China Mobile 4G Standard Seeks Global Adoption

Nokia-Siemens says it will develop TD-LTE dual-use equipment, but the mobile broadband technology's overseas success is a long shot.

Mike Clendenin, Contributor

June 7, 2010

2 Min Read

Telecom operator China Mobile is pushing to gain wider international acceptance of the country's domestic fourth-generation mobile broadband technology, even though commercialization of its 3G technology has been rocky at best.

On the sidelines of a 4G conference, China Mobile Chairman Wang Jianzhou said his firm plans on "cooperating with foreign operators to develop scale TD-LTE trial networks in their countries in the second half of this year."

The carrier achieved some success on that front last week when Nokia Siemens announced it will launch a next-generation mobile communications system platform that supports both global 4G standards, Long-Term Evolution (LTE) and the Chinese derivative, Time Division LTE. China's 4G technology is an extension of its domestically developed 3G standard, TD-SCDMA, which is used at China Mobile and was plagued early on with poor performance because of its relative immaturity compared to W-CDMA and CDMA EV-DO.

Even if the technology turns out to be superior to 3G and gains the support of carriers and tech companies, the billions needed in outlay to get LTE running could be wasted if consumers were slow to adopt the technology, as they were with 3G until the iPhone came on the market in 2007.

To help stir interest in China's TD-LTE, China Mobile is backing the development of terminals, which made their first collective appearance late last week at the 2010 Next Generation Mobile Networks Industry Conference (NGMN) in Shanghai.
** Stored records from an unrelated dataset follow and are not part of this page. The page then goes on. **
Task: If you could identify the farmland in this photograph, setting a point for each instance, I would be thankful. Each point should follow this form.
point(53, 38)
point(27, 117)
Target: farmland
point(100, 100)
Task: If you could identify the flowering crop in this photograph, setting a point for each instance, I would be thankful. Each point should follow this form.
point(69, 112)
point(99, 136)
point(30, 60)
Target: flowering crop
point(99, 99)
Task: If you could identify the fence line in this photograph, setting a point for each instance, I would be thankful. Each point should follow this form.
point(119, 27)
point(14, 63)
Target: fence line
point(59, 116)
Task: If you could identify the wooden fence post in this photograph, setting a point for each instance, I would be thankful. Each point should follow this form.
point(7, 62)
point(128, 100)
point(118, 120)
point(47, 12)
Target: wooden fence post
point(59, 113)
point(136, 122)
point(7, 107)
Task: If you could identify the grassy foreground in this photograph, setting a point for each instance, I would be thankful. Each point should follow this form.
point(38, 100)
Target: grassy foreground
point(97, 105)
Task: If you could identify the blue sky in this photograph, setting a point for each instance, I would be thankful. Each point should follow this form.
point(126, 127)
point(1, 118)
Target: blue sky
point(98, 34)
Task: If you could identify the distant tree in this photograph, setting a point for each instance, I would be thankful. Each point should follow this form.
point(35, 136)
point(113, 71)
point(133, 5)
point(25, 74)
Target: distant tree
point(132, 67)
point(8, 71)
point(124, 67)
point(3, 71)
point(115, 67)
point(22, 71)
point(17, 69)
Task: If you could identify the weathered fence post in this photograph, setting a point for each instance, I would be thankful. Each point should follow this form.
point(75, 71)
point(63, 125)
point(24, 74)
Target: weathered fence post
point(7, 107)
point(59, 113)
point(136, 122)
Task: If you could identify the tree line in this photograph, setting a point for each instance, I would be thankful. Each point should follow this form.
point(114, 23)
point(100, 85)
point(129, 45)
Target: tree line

Huawei, Sequans, Innofidei, ST-Ericsson, Samsung and Altair were among those who displayed TD-LTE network cards and video terminals. China Mobile hopes the devices will help plug a deficiency in TD-LTE compatible terminals.

LTE could be the next great advance in wireless broadband networks. Its typical downloading speeds are around 100Mbps and uploading speeds 50Mbps. Apart from letting consumers surf the Internet on-the-go at speeds faster than anything available now, it can also support mobile high-definition TV.

China Mobile has chosen the TD-LTE version of LTE for its next generation high-speed mobile communications network. Because of the key role it has played in TD-LTE's development, it figures to be one of the biggest winners if the system becomes widespread.

But China Mobile will need to take costly steps to expand the TD-LTE network. It began testing TD-LTE last year and has a large-scale trial network at the 2010 World Expo in Shanghai. And it has already announced that it plans to choose four to five cities before the year is out to build more trial networks.

Progress has been made. According to NetEase, Wen Ku, the chief of the technology department at the Ministry of Industry and Information Technology, said at NGMN that the first stage of testing for TD-LTE has already been completed.